Le policier s’écarta pour donner des ordres tandis qu’Aldo reprenait avec amertume :
– Le troisième c’était Solmanski, j’en suis sûr. Il doit être quelque part dans la nature avec le sac aux joyaux. Sa bonne amie a dû le débarquer dans un coin tranquille...
– Il est possible qu’il ait emprunté la voie du chemin de fer qui longe le Wolfgangsee et franchit deux tunnels avant d’arriver à Ischl. Celui du Kalvarienberg mesure 670 mètres. De toute façon je le fais fouiller, mais sans grand espoir, dit Schindler qui avait entendu. Il a pu s’y dissimuler un moment puis gagner le large. Si c’est un sportif...
– C’est un homme d’une cinquantaine d’années mais je le crois bien entraîné. Vous devriez tout de même interroger la baronne puisque, à ce qu’il paraît, elle est sa sœur ? En tout cas, ajouta Morosini acerbe, aucun de vous ne paraît se soucier de l’otage de ces gens ?
– D’après ce que je vois, on te l’a rendue ? fit Adalbert en adressant un petit salut à la comtesse assise à l’arrière et soutenant Elsa qui semblait dormir.
– Ce fut moins simple que tu ne le crois ! Au fait, Herr Schindler, n’avez-vous pas entendu une explosion tout à l’heure ?
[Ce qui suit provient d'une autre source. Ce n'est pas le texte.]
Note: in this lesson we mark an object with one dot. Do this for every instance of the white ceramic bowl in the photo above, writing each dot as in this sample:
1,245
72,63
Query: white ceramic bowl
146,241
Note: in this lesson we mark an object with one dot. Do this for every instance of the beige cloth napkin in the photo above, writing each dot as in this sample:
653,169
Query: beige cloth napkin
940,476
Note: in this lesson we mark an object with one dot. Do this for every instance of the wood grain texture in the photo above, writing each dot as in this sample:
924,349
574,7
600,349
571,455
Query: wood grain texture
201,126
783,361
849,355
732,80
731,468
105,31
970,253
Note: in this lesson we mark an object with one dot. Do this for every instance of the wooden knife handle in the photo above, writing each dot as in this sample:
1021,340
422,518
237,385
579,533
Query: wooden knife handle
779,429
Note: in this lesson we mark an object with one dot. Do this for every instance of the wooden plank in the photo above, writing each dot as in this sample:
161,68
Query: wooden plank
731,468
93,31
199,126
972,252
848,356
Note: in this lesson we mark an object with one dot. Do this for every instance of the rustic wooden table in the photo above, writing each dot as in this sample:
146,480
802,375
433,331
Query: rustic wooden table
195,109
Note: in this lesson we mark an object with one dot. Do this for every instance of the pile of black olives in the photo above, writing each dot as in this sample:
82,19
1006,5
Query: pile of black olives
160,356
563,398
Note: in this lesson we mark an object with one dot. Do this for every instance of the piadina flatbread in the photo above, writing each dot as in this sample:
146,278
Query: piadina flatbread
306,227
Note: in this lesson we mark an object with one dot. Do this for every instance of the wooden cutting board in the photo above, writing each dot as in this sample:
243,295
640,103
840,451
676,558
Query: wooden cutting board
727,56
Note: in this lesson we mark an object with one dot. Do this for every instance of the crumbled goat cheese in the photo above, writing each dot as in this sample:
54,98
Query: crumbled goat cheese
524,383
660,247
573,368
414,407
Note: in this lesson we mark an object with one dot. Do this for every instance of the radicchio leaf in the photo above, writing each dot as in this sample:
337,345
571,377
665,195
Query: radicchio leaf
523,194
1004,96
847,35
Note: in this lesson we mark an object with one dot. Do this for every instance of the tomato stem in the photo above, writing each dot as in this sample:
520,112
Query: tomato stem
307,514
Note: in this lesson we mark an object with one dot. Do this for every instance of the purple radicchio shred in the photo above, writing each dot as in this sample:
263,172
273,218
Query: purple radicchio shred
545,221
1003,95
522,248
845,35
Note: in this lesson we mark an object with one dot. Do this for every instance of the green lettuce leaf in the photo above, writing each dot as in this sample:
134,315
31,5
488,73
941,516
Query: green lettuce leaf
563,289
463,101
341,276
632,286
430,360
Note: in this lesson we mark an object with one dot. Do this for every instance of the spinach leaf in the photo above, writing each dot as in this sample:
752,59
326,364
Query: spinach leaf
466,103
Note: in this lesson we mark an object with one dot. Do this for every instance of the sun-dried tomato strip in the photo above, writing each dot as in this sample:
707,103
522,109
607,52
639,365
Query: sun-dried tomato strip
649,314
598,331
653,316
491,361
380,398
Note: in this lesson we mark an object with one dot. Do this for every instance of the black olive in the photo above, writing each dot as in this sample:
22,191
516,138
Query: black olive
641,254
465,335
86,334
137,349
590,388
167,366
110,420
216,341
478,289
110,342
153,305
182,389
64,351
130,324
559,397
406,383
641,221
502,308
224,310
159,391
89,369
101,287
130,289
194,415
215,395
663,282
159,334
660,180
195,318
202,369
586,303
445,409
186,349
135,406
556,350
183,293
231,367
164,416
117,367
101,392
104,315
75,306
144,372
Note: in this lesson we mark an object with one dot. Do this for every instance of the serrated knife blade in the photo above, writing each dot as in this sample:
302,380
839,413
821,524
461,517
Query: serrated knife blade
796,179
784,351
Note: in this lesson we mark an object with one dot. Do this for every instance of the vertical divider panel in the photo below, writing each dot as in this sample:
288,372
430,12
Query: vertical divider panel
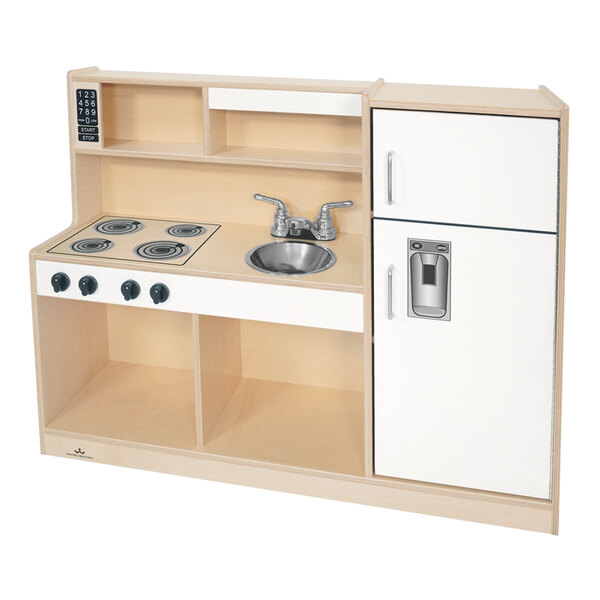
214,127
367,259
217,369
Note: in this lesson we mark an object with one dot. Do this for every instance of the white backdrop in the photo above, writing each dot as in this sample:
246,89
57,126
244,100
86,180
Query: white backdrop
75,530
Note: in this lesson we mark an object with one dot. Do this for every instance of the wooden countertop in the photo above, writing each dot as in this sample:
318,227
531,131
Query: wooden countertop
452,98
222,256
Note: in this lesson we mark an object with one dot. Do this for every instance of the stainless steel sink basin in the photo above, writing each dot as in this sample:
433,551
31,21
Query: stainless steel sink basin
290,258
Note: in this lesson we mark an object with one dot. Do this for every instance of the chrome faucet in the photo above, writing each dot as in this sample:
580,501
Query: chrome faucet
287,226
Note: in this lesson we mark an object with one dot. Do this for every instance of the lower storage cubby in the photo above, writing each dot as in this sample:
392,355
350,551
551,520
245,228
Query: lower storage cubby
262,392
118,372
282,394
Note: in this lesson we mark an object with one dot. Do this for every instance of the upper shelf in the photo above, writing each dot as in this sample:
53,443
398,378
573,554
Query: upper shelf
237,155
273,128
451,98
268,83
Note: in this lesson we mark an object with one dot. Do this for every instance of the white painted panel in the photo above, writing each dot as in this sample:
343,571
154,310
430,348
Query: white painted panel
468,169
218,297
468,402
313,103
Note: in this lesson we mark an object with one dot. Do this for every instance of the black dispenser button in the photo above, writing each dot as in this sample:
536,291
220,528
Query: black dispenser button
88,285
159,293
130,290
60,282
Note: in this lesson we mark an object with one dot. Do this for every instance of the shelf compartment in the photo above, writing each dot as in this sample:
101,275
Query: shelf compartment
145,113
282,394
289,424
312,141
134,403
344,162
239,155
120,372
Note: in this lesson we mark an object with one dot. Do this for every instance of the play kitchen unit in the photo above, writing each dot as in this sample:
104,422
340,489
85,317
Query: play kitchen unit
345,289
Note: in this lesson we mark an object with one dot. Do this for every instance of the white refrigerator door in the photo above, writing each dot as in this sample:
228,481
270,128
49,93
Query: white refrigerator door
467,402
496,171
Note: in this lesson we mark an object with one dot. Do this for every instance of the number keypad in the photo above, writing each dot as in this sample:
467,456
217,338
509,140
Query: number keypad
86,107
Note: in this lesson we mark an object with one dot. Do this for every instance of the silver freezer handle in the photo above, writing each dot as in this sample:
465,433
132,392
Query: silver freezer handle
391,292
390,197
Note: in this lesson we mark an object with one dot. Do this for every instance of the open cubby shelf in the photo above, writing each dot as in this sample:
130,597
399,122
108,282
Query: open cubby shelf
212,386
235,155
266,421
145,121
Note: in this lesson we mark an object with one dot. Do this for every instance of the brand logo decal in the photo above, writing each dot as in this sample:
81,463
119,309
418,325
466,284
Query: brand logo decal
79,453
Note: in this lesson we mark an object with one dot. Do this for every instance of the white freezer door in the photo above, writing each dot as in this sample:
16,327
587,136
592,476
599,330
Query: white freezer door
496,171
467,402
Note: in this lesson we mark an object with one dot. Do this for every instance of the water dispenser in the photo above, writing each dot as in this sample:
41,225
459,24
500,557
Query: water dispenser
429,279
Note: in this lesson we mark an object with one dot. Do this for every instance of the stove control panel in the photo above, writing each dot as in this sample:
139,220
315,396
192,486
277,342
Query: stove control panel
60,282
197,294
87,117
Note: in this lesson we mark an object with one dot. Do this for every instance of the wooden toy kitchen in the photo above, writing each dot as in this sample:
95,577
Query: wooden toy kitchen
344,289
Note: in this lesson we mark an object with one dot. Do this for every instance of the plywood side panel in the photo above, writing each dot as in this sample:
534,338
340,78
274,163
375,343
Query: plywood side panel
223,193
302,355
73,346
292,131
150,337
153,113
87,187
218,363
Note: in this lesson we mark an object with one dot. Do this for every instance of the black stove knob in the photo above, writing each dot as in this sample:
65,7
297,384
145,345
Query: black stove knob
88,285
130,290
159,293
60,282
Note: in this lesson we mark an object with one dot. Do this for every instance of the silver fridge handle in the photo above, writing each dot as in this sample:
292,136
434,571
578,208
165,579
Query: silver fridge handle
390,198
390,292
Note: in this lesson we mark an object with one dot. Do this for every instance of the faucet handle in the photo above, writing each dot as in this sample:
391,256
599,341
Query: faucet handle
329,205
324,221
279,203
280,219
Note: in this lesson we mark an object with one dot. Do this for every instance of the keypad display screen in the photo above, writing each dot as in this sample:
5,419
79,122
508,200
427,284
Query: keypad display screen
86,102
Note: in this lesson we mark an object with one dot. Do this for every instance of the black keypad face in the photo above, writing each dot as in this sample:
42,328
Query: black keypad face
87,107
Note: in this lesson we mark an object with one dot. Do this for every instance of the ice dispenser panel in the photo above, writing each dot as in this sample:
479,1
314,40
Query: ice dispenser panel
429,279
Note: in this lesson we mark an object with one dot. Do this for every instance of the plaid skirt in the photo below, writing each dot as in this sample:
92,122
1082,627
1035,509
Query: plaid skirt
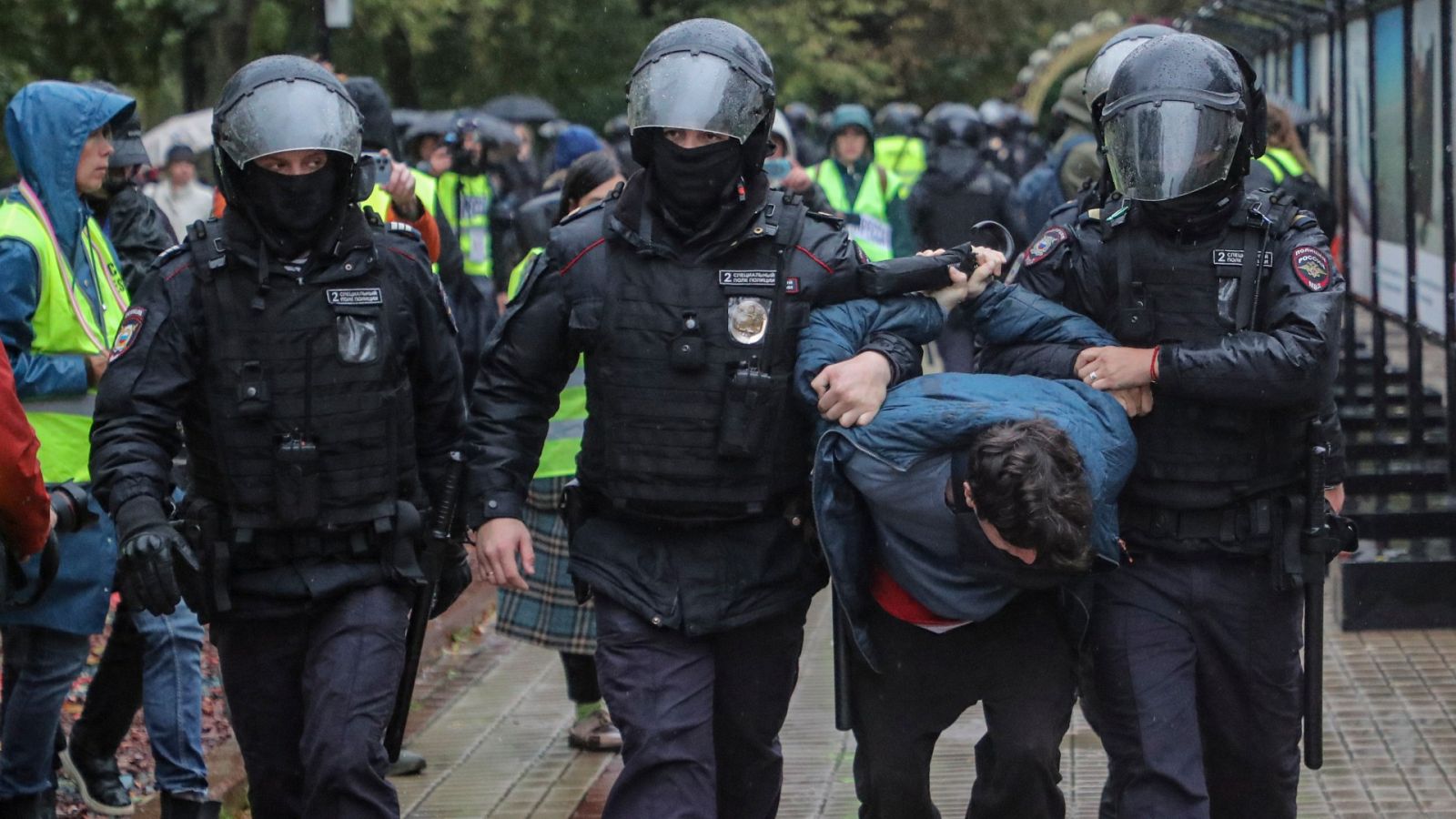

– Si et j’ai déjà envoyé quelqu’un. C’était vers Strobl ?
– C’était la maison dans laquelle cette malheureuse femme était retenue prisonnière. Grâce à Dieu, on a pu l’en tirer à temps ! Messieurs, si ça ne tous ennuie pas, je vais reconduire Mme von Adlerstein et sa protégée à Rudolfskrone. L’une comme l’autre ont besoin de repos et Lisa doit être folle d’inquiétude...
– Allez-y ! On se reverra plus tard ! Mais il me faudrait une description minutieuse de ce Solmanski ?
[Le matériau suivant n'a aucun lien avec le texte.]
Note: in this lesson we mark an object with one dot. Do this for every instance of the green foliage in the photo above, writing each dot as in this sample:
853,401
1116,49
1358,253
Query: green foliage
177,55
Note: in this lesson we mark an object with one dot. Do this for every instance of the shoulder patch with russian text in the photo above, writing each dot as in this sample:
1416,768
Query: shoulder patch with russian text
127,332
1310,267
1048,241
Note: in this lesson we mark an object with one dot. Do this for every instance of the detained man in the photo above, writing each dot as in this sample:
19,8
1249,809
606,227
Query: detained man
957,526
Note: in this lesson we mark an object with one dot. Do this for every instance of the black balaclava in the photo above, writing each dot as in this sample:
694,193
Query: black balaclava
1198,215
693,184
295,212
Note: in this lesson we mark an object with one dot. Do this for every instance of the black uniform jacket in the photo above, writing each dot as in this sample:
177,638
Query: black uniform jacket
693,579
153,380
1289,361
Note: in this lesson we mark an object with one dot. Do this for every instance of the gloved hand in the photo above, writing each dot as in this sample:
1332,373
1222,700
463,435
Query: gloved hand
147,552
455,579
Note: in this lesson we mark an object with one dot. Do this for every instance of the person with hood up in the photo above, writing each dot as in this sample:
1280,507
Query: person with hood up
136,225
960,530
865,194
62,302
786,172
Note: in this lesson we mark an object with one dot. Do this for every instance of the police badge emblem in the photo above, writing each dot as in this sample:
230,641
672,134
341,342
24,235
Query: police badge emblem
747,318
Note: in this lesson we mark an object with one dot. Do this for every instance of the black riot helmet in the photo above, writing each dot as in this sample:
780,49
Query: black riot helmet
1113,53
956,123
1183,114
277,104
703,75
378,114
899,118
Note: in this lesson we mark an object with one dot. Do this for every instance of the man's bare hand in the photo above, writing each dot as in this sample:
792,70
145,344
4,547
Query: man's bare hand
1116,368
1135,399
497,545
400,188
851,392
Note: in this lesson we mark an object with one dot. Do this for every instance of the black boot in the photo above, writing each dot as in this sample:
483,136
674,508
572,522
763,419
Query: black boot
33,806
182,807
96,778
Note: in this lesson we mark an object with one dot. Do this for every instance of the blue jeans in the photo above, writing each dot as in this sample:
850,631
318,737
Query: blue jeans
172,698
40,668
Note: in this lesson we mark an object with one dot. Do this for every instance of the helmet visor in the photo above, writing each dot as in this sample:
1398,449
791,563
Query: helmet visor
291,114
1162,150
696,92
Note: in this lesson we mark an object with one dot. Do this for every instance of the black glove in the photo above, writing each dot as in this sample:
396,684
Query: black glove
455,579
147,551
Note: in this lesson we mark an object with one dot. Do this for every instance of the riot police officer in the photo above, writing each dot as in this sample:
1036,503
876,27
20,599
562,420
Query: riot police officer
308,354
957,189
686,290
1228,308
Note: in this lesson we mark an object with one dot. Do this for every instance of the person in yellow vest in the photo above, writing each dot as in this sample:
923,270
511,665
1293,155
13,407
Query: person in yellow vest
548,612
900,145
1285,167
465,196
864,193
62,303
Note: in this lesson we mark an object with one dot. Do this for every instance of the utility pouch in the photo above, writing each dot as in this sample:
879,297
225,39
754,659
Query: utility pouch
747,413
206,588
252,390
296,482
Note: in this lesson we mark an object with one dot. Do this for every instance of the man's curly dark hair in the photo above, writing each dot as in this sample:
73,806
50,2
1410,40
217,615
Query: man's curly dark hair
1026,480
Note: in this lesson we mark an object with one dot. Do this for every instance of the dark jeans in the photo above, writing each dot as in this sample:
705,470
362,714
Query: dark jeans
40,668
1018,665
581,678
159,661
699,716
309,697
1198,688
– Monsieur Vidal-Pellicorne vous en fournira une des plus précises. Et puis, la baronne possède peut-être une photo ?
– Oh, ça m’étonnerait, dit Adalbert. Un homme qui est déjà recherché par Scotland Yard ne doit pas laisser traîner ses effigies dans les salons...
Sans en entendre davantage, Morosini repartit et, quelques minutes plus tard, la voiture atteignait le château qui, cette fois, était éclairé comme pour une fête. Lisa, enveloppée dans une grande cape verte, faisait les cent pas devant la maison. Elle semblait très calme, pourtant, quand Aldo s’arrêta et descendit, elle se jeta dans ses bras en sanglotant...
CHAPITRE 10 UNE ENTREVUE ET UN ENTERREMENT
Adalbert repoussa sa tasse de café, alluma une cigarette et s’accouda après avoir relevé sa mèche rebelle d’un geste machinal :
– Et maintenant qu’est-ce qu’on fait ?
– On réfléchit, fit Aldo.
– Jusqu’à présent, ça ne nous mène pas loin...
Les deux compagnons étaient rentrés à leur hôtel aux petites heures du matin. Leur présence à Rudolfskrone, où Mme von Adlerstein avait obtenu que l’on rapporte le corps de son cousin après autopsie, n’était plus de mise et aurait peut-être encombré. Il y avait aussi Elsa, dont l’état nerveux nécessitait des soins attentifs avant qu’elle puisse répondre aux questions du commissaire Schindler.
Aldo fit signe à un serveur pour obtenir un autre café et, en l’attendant, alluma lui aussi une cigarette :
– Non, fit-il, et c’est bien dommage. La logique voudrait que nous courions sus à Solmanski, mais à condition de savoir de quel côté le chercher.
Jusqu’à présent, on n’avait retrouvé ni le comte ni les bijoux, et c’était ce dernier point qui les tourmentait le plus : l’opale était désormais entre les mains du pire ennemi de Simon Aronov !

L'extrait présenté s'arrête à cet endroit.